Answer: I’m an active member of the Vistage Key Executive Leadership Group and was the chair of the 2019 Women in Leadership Event. For that event, I was responsible for coordinating the run of show, speakers, securing sponsors, inviting influencer attendees, developing and implementing social media assets to promote the event, and achieving the attendee goal of 200. At Jungle Disk, I mentor my team’s growth and career development. I meet with my team members on a regular basis to ensure that they have the tools and resources to expand their professional knowledge whether it's technical expertise, business acumen, and/or more exposure to different areas of the business. In my personal life, I also play an active role in my daughter’s PTA at Northwood Elementary.
Question: Which female leader did you choose to speak at the 2019 Women in Leadership event and what was the topic?
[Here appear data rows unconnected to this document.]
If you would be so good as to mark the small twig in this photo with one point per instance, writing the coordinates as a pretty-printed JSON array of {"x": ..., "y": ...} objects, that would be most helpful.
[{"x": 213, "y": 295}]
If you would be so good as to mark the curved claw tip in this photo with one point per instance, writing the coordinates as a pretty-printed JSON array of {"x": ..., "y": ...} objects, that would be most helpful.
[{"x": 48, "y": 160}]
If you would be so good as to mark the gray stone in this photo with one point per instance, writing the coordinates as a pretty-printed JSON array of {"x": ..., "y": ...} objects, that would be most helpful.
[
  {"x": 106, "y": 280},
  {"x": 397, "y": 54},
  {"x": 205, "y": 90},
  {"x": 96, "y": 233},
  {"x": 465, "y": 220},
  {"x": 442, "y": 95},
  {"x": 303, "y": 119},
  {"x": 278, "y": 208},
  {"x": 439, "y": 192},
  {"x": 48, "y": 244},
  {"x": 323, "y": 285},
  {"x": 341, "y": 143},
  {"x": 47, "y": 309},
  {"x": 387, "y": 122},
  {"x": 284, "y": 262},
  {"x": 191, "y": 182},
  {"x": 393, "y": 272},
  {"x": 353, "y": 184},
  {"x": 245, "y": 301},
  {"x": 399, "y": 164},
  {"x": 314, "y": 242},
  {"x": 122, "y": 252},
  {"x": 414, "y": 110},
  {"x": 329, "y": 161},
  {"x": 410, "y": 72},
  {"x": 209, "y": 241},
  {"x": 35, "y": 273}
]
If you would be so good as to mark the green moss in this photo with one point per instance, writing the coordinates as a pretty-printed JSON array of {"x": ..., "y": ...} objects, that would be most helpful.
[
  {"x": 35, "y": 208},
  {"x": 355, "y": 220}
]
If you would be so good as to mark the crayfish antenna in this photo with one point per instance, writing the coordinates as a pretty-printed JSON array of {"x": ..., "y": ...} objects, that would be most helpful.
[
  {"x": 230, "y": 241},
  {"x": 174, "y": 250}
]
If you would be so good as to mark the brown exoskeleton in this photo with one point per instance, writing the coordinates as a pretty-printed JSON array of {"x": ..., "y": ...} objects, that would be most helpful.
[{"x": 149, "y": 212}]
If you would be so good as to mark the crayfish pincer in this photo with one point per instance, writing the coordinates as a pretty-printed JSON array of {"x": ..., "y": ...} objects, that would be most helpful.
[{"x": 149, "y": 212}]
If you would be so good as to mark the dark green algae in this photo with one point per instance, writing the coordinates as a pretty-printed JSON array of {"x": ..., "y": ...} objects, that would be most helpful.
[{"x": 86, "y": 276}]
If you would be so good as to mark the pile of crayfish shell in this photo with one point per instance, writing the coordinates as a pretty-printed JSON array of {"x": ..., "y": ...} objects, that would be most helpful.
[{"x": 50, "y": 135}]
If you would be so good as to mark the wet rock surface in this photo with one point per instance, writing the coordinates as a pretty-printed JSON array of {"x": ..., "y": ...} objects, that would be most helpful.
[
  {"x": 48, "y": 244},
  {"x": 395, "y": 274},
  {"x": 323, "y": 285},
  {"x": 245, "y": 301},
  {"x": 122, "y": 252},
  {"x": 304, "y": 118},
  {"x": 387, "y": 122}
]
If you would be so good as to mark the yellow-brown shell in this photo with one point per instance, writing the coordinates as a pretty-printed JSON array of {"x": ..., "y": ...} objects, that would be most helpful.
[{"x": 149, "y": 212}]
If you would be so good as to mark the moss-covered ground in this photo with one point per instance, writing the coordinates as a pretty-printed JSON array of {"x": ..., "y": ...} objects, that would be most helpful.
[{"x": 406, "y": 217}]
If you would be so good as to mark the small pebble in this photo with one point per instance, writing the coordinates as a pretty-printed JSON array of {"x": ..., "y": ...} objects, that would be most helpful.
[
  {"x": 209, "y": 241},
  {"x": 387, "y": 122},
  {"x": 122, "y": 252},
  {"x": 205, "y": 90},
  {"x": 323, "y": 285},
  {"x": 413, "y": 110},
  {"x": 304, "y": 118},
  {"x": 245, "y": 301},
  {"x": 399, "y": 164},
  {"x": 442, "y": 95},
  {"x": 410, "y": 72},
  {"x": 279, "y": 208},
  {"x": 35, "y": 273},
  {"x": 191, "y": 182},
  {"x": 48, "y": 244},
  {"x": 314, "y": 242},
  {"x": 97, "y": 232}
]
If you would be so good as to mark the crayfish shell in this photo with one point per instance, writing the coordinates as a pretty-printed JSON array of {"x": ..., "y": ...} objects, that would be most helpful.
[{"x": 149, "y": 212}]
Answer: Corinne Hancock — she is is a globally recognized expert in building world-class leaders, effective teams and cultural proficiency in chaotic environments. She has over a decade of experience in international aid and development experience working around the world developing bold leaders, building highly effective teams, conducting medical trainings and directly delivering medical care.
'Thriving in Chaos' was the event's topic. As a mom, wife and leader, life can be pretty chaotic. And business can be equally chaotic. Corrine gives tools and tips around being prepared for the chaos and learning how to thrive in it. She talked about a few key questions you can ask yourself when thinking about the chaos in your world.
- Prepare: Is your company ready for chaos? You can be chaos ready, but not chaos proof.
- Do: What do YOU DO when chaos hits? Are you focused on the mission?
- Be: Who are you being in the chaos? Are you focused on the solution?
- Adjust: How can you use chaos to your advantage? What improvements is your team going to make?
To learn more about this talk, visit Corrine's website.
Question: What advice would you give someone who would like to work in a similar position?
Answer: My advice for someone looking to be promoted to any next level role within a company is, don’t settle in the comfort of your role, job description or title. Always be hungry to do more, learn more, volunteer more, and become increasing valuable to your team and company. You’ll rise above your peers and be noticed when promotion time comes around. And lead by example — never think you’re too good to roll up your sleeves and get your hands dirty.